My hope is to offer encouragement to writers as well as those who simply love to read. You will find eclectic snippets here—news of projects I’m working on, comments regarding books I enjoy, favorite authors, quotes, and reflections regarding my own experiences. I especially like to write about my dreams—those parables in the night seasons. Symbols and metaphors delight and intrigue me. You will find them here.
Keep taking chances. Keep going. Keep, keep going forward.~E-mail from a good friend
I'm more of a tortoise. The hare wears me out. Exhausts me. I need margin. A slower pace. At times I feel guilty about needing to move more slowly in life, feel pressure to accelerate my pace. Get it done faster. Especially with writing. There are now programs you can sign up for where you write a novel in one month. That makes me want to faint. I couldn't do it. Don't want to do it.
It's taken me three years to finish my current novel. Thousands and thousands of steps. One by one. A loyal tortoise, intentionally ignoring the hare, even though I see him out of the corner of my eye, rushing past and waving. Urging me to join his rapidity.
But the stars were still blanketed, out of sight. I wanted to see them. I wanted to feel their comfort.~Matt Haig (From The Humans)
Things just feel so out of control. They are.
The day after I returned from Italy, I got COVID. I'd had all the vaccinations. But I was still really sick. Coughing, stuffed up, fever, sneezing. Very weak. Couldn't smell anything. In quarantine on the second floor of my house. Away from my husband. Away from everyone.
But really, in the scheme of all that's out of control in the world, I have no reason to complain. I can rest, drink water, take medication, pray. Read. And text. So few people call anymore. That's okay with me. I'm not really a phone person anyway.
You crown the year with a bountiful harvest; even the hard pathways overflow with abundance.~Psalm 65:11
Giovanni and I are edging closer to leaving Italy, this beautiful country. I took a last walk yesterday on the pathway that loops through the bucolic setting. The weather had cooled, and I felt a refreshing breeze on my face. A few bikers rushed past. Tractors harvested crops. A flock of white birds gathered to feast on the bits of grain left scattered in the fields.
Last year when I was in Italy, I often walked over to an abandoned farmhouse. I always thought that the weathered, broken-down structure could be restored--reconstructed into something beautiful again.

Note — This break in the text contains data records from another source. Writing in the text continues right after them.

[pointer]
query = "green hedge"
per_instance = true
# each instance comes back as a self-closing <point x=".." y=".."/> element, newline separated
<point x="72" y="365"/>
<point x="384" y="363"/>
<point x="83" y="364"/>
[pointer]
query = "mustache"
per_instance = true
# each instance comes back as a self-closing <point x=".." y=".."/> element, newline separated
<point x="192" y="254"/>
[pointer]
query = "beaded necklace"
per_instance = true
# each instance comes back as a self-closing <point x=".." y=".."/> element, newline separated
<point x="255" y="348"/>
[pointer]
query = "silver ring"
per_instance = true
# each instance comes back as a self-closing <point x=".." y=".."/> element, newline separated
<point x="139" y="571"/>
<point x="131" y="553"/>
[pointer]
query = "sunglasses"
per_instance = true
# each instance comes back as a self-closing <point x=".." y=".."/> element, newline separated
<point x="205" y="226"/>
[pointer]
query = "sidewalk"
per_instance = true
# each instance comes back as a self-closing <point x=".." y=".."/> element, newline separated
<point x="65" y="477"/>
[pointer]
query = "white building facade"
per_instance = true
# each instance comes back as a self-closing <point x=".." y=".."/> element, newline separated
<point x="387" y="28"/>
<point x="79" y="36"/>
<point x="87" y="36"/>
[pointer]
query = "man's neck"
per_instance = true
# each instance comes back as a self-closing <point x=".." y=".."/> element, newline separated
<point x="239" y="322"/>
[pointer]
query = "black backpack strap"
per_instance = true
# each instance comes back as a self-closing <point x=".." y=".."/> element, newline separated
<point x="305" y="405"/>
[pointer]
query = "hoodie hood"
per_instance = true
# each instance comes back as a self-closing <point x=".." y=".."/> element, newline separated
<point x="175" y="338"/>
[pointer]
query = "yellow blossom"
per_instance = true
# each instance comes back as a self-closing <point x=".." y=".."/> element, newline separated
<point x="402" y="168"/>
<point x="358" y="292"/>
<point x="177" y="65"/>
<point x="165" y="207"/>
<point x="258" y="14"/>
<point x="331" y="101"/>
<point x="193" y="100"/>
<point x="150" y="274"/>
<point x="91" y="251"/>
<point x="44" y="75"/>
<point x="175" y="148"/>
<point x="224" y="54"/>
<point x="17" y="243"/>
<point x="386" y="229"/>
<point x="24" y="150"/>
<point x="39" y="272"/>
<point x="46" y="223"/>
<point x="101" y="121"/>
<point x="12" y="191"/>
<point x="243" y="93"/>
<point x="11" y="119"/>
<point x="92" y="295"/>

This is the most difficult thing I've ever done--to be in a country where I have so few words. Yet I choose to be here, reminding myself it is important to be grateful for the experience. This is how I grow. This is how I increase love and empathy for others. For myself. This is how I trust God. 'What is it like?' I ask myself.~Journal entry for September 7, 2023
Being underwater. The experience in Italy is like being underwater without an oxygen tank. I have only so much air in my lungs, only so much language. Even experiencing the beauty of Italy, like an underwater world--brilliantly colored fish and vivid orange coral--I can't stay long. I must surface for air, gulp down more oxygen. Sometimes if feels much easier to stay on the ocean surface than to take another deep dive.
Giovanni and I vacationed a few days with his sister and her friend on the Lago di Garda. His sister's generosity allowed us to stay in an apartment with breathtaking mountain vistas. Yet when you are spending a few days with others, you need words for soap and sheets, language for how to open the sliding glass door, and to tell others that you wrote another book and how to respond when they ask what it's about. And what's the word for "towel?" I knew it, but can't remember. "Breathe," I remind myself. My lungs are bursting. My oxygen is language and I have so very little. Dive again. Do it again.
Before enlightenment chop wood, carry water. After enlightenment, chop wood, carry water.~Zen Proverb
Today Giovanni and I celebrate nineteen years of marriage. Our relationship carries the amalgam of vibrant romance, brazen conflict and two wildly different cultures. And we remain together despite this conglomeration of fragrance and thorns.
We are in Giovanni's country. Last week we rode the motorcycle across the Italian countryside. Fields of tomatoes flashed past us--red orbs gleaming amidst verdant meadows. Tractors amended the earth. Lavender mountains sat propped against the horizon, sun sliding onto their glorious faces. Castle turrets soared into cerulean skies. Still our love story unfurls across the years.
Yet marriage is deeply anointed by the oil of incremental daily steps.